Python Diff
GitHub repository: petr-muller/pyff
The idea of syntactic/semantic-aware diff tool was in my head since we needed
something similar for a project we were working in Red Hat
Lab together with
VeriFIT research group. We
wanted to connect code differences (git commits or PRs) with test results and
build a “riskiness classifier”. The rough idea was something like ”whenever
people change I/O code in method M of class C, test T tends to break”. We were
missing the analyzer that would easily give us, in machine-readable format, what
actually changed in the code, besides changed lines that a simple diff
tool
can give you. We somehow managed to build something ad-hoc for C code
differences and continued, but since then I thought the smart diff could be an
interesting project.
Comparing abstract syntax trees
I decided to start in a simple way: take two versions of a Python file as in
input, and work over their AST to detect differences. There is an AST
module in Python standard library
that can parse Python code easily but I remembered a talk on Pylint which
described Astroid as an improved module
with more functionality (build for usage in Pylint). I wanted to use it but
failed to find a current documentation link; for some reason I kept discovering
www.astroid.org
which is dead for some time (I discovered the current
documentation later).
So I decided to go with “vanilla” ast
module for a while. I discovered the
very helpful Green Tree Snakes - the missing Python AST
docs documentation for it
and from there, the first steps were quite simple. I chose the approach of
driving the development by examples: I selected a git commit from a different
project, looked at the diff and asked myself “what changed in that code?”,
then went to implement the necessary code.

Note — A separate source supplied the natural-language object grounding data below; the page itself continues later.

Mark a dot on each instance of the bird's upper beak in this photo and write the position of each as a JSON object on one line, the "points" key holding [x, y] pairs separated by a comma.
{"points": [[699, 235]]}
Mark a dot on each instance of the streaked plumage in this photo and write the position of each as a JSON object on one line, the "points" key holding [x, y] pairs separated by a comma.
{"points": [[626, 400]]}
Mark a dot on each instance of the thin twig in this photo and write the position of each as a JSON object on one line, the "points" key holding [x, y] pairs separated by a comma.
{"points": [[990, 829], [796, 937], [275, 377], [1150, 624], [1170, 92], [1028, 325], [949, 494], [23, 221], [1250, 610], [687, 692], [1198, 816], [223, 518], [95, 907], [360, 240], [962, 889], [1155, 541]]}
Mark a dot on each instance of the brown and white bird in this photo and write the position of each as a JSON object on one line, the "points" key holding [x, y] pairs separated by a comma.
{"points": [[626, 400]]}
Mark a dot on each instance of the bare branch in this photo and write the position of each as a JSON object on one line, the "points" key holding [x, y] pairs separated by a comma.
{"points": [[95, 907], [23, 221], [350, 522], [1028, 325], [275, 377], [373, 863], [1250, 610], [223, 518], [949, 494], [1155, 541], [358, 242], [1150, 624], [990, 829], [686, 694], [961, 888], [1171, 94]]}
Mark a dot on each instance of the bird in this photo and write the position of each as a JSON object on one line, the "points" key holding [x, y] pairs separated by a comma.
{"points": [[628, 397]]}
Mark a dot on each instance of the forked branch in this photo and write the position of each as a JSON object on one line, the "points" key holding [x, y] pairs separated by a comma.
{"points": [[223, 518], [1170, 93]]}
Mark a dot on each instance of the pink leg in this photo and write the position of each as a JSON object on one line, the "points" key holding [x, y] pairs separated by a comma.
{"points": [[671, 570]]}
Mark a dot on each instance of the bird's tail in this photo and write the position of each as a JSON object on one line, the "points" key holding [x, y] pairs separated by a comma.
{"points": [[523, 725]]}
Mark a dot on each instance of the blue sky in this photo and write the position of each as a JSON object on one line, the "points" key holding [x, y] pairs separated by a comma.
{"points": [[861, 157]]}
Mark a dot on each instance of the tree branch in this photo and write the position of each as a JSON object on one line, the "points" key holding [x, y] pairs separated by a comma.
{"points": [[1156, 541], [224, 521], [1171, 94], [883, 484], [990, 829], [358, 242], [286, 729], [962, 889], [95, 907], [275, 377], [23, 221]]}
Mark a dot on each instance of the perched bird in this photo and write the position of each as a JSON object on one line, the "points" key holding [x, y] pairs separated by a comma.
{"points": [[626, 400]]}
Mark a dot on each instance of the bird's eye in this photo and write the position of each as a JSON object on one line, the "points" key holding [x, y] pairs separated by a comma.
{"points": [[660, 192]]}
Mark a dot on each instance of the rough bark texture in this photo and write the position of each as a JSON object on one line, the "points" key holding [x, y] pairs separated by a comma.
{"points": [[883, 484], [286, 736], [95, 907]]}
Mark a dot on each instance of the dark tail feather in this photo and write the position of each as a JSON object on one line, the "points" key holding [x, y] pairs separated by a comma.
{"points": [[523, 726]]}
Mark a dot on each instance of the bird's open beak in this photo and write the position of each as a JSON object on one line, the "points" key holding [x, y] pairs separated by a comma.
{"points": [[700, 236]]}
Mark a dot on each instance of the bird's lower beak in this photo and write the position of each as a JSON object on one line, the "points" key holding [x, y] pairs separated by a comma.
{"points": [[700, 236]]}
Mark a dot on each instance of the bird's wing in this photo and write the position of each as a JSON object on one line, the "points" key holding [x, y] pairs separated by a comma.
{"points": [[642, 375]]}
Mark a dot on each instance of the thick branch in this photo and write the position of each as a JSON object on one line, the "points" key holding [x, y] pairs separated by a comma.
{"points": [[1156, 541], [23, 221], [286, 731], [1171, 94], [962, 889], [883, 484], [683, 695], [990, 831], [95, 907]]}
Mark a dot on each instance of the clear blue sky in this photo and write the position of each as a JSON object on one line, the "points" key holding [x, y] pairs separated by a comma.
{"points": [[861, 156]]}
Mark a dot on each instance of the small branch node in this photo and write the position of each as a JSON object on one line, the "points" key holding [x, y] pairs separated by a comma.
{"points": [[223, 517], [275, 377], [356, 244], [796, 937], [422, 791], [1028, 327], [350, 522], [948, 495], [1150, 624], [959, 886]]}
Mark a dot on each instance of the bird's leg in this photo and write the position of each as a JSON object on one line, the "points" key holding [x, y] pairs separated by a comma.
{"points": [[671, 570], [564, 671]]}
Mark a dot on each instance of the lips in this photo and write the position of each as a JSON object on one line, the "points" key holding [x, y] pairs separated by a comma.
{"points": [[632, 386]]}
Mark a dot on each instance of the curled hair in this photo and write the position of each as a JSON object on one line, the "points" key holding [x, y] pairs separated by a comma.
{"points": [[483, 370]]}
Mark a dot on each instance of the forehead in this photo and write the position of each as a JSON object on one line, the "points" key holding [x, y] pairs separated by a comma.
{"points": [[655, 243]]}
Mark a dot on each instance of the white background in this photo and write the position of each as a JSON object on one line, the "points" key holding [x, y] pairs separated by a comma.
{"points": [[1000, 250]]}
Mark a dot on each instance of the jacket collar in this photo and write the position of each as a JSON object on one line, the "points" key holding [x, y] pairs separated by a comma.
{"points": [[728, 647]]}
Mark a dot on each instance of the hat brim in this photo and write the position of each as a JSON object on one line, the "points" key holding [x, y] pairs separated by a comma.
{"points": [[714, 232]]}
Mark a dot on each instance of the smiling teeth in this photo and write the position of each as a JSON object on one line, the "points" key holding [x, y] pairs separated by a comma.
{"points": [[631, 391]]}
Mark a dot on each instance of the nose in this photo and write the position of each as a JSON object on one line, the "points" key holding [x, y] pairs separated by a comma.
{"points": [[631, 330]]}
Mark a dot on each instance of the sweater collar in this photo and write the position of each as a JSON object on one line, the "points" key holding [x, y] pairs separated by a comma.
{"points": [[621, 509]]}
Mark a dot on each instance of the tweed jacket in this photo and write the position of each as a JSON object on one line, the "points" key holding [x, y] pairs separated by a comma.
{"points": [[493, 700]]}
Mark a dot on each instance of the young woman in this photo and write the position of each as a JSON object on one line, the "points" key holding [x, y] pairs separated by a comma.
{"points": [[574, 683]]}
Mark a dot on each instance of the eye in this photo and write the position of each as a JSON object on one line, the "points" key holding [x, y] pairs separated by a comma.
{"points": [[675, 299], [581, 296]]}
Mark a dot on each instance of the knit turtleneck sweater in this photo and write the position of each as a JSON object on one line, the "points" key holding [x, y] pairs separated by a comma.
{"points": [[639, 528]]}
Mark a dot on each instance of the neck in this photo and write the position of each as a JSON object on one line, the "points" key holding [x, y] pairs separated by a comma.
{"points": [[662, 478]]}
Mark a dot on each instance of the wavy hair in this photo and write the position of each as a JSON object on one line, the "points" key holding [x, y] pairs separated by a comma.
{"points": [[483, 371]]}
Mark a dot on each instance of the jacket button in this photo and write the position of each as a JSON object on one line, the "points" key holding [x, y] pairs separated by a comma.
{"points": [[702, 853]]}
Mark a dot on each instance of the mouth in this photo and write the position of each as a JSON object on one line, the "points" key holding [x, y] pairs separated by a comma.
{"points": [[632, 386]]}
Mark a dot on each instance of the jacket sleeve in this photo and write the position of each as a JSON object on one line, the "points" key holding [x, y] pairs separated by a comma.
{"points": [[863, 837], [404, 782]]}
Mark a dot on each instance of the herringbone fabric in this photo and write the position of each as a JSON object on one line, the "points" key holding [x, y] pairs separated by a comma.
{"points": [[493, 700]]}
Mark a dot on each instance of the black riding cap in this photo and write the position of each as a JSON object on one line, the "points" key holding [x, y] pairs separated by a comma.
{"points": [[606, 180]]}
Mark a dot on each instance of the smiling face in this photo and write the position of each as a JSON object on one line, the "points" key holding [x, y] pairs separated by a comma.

I have started with detecting added and removed imports, classes and high-level methods in the module, followed by detecting simple changes of these entities such as added/removed methods and changed implementations. The entities are currently identified by name, which means renaming is not properly detected (it will be reported as one class/method removed and another added). At the moment, the only supported output is the natural language summary of the changes.
After I had this MVP version of pyff
ready I went on to set up some necessary
project infrastructure: README, tests and some helper code.
Further steps
I would like to implement a programatical API and a machine readable output format (probably JSON), then follow with implementing further change types detection. I will probably continue with the example-driven approach, but I would like to implement some “smart” detection soon: something like recognizing that the program was not semantically changed (for example, a simple variable rename) and not reporting an implementation change in that case.